MOSCOW – Russian President Vladimir Putin said his government would continue to deliver military assistance to the regime of Syrian President Bashar al-Assad, amid concerns over Moscow’s military buildup in the Middle Eastern country.
“We support the government of Syria in its effort to counter terrorist aggression,” Mr. Putin said at a security summit in Dushanbe, the capital of the Central Asia republic of Tajikistan. “We provide and will continue to provide military assistance.
“We call on other countries to join with us,” the Russian leader added.
Mr. Putin’s remarks come as U.S. officials sound the alarm over a more robust Russian military presence in Syria.
Over the weekend, U.S. officials said the Russian military had deployed half a dozen tanks at an airfield outside the Syrian port city of Latakia, a move Washington believes may be a prelude to Moscow taking a direct combat role in propping up the embattled Assad regime.
Alluding to the refugee crisis in Europe, Mr. Putin said: “If Russia didn’t support Syria, the situation in that country would be much worse than in Libya, and the flow of refugees would be greater.”
Mr. Assad’s army has suffered major battlefield setbacks in recent months. U.S. officials believe the new Russian buildup may pave the way for possible airstrikes against the militant group Islamic State and other forces arrayed against Mr. Assad.
Russian officials have thus far played down the deliveries of military hardware to Syria, saying that Russia is continuing a long-standing policy of supporting Mr. Assad.
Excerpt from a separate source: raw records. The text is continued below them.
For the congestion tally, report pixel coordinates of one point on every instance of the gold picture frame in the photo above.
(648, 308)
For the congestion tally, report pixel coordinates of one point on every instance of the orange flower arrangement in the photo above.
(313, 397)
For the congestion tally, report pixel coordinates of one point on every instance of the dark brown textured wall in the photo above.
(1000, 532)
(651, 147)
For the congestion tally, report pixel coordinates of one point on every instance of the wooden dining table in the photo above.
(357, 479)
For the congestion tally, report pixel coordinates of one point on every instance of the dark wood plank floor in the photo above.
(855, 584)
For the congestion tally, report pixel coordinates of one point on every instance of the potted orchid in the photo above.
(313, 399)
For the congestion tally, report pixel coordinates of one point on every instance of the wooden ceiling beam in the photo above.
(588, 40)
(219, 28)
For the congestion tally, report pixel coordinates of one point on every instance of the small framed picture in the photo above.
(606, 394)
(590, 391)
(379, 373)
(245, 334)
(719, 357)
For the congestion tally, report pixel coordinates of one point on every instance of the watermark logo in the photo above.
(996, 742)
That support puts the U.S. at odds with the Kremlin: The administration of President Barack Obama backs a political transition that would exclude the Syrian president.
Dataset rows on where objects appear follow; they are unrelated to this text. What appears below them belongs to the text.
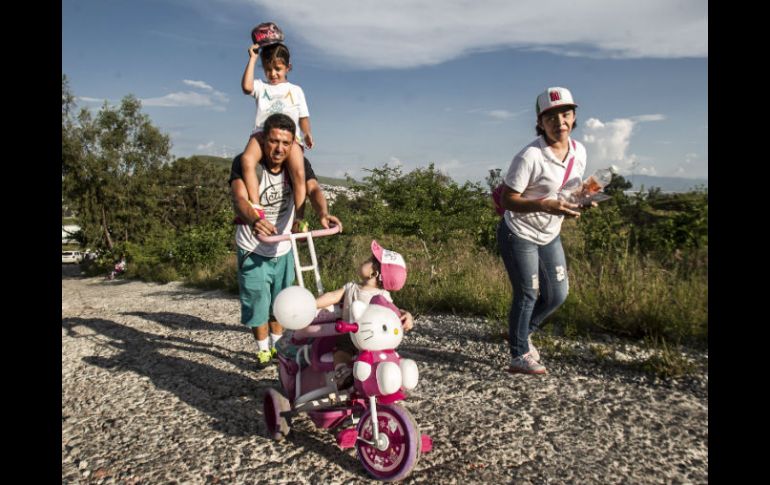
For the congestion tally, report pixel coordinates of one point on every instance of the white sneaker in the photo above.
(532, 350)
(526, 364)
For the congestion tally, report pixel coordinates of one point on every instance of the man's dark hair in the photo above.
(280, 121)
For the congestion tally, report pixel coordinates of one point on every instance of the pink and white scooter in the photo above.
(367, 415)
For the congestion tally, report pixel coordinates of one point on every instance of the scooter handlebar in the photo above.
(300, 235)
(345, 327)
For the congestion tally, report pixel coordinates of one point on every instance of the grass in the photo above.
(664, 305)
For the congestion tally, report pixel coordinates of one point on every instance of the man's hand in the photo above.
(300, 226)
(308, 140)
(326, 219)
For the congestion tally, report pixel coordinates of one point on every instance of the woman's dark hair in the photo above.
(274, 52)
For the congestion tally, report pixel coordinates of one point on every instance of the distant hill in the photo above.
(666, 184)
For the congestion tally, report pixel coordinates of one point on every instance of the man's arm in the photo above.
(318, 201)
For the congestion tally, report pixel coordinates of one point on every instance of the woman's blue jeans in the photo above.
(538, 275)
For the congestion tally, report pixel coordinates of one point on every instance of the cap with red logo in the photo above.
(266, 33)
(392, 267)
(553, 98)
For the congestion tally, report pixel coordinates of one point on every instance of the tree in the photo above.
(195, 192)
(110, 166)
(617, 185)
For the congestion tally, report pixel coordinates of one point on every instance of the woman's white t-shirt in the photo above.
(537, 174)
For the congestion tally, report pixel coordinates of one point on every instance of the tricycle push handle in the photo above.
(300, 235)
(345, 327)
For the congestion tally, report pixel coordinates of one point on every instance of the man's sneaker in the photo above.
(526, 364)
(532, 350)
(264, 357)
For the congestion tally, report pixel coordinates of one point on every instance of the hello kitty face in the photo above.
(379, 328)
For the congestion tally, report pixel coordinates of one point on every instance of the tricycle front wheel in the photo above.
(274, 404)
(403, 443)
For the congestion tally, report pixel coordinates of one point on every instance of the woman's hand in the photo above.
(560, 208)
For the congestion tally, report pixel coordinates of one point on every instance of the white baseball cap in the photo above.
(553, 98)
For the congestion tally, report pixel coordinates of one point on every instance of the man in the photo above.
(266, 269)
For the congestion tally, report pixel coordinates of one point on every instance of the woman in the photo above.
(528, 234)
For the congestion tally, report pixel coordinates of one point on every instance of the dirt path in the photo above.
(159, 385)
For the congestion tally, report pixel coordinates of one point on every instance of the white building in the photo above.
(68, 232)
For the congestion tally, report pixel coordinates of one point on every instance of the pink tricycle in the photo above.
(367, 415)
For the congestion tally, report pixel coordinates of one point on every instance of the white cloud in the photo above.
(91, 100)
(376, 34)
(212, 99)
(500, 114)
(607, 142)
(198, 84)
(641, 118)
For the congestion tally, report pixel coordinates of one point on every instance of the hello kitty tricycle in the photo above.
(367, 415)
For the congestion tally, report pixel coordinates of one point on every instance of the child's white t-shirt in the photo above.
(354, 292)
(286, 98)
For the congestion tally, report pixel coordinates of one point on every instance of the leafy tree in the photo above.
(110, 165)
(617, 185)
(195, 192)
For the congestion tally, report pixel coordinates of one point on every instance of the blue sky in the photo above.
(451, 82)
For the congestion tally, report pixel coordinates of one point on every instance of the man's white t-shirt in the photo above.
(537, 174)
(286, 98)
(277, 199)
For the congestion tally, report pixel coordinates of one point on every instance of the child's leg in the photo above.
(249, 160)
(297, 174)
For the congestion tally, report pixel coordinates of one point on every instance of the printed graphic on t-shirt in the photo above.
(274, 197)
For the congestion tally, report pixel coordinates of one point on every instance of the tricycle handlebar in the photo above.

The Russian president, however, hinted at common ground with the U.S. The campaign against Islamic State extremists, he said, was a concern for Russia and other countries.
“Fighters from around the world receive ideological and military training in the ranks of ISIL, unfortunately including those from European countries, the Russian Federation and many countries of the former Soviet Union,” Mr. Putin said. “And of course we’re worried about their possible return to our territories.”
The Russian president is scheduled to appear at the United Nations General Assembly later this month. Dmitry Peskov, Mr. Putin’s spokesman, said Russia remained ready to continue dialogue on the Syria crisis, but added that the Kremlin hadn’t received a signal from Washington about Mr. Obama’s readiness to engage directly with Mr. Putin on the issue.
“It’s not possible to discuss the format without any sort of agreement or signals” from Washington, Mr. Peskov said, according to the Russian state news agency Interfax.